23 . The system of claim 17 , wherein said system is an ELISA-based system.
24 . The system of claim 17 , wherein said system is provided in kit form.
25 . The system of claim 17 , wherein the neurodegenerative disease is selected from the group consisting of idiopathic Parkinson's disease, and parkinsonism including Multisystem Atrophy, Progressive Supranuclear palsy, Pick's disease, Corticobasal Degeneration and Dementia with Lewy Bodies.
26 . The system claim 24 , wherein the neurodegenerative disease is idiopathic Parkinson's disease.
27 . A method for detecting a neurodegenerative disease in a subject comprising testing the subject for an indicator of release of neuromelanin from cells in the brain, said method comprising
(a) contacting a serum sample of said subject to a detection system comprising neuromelanin, or an antigenic fragment or an analoque thereof, bound to a solid support, (b) adding sample of the detectably labelled probe that binds the indicator of release of neuromelanin from cells in the brain, and (c) detecting probe bound antibody within said serum sample, wherein a positive test is indicative of death of brain cells containing neuromelanin and is characterised by an elevated level of the indicator of release of neuromelanin compared to control values.

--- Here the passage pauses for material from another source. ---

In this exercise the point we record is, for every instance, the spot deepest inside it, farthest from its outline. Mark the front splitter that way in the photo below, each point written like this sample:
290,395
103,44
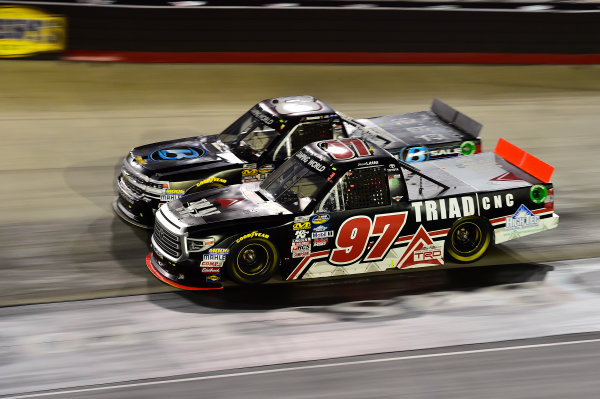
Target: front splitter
163,276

28 . The method of claim 27 , wherein the neurodegenerative disease is selected from the group consisting of idiopathic Parkinson's disease, and parkinsonism including Multisystem Atrophy, Progressive Supranuclear palsy, Pick's disease, Corticobasal Degeneration and Dementia with Lewy Bodies.
29 . The method of claim 27 , wherein the neurodegenerative disease is idiopathic Parkinson's disease.
30 . The method of claim 27 , wherein said subject is tested for the presence of said neurodegenerative disease prior to having any clinical symptoms of said neurodegenerative disease.Cited by (0)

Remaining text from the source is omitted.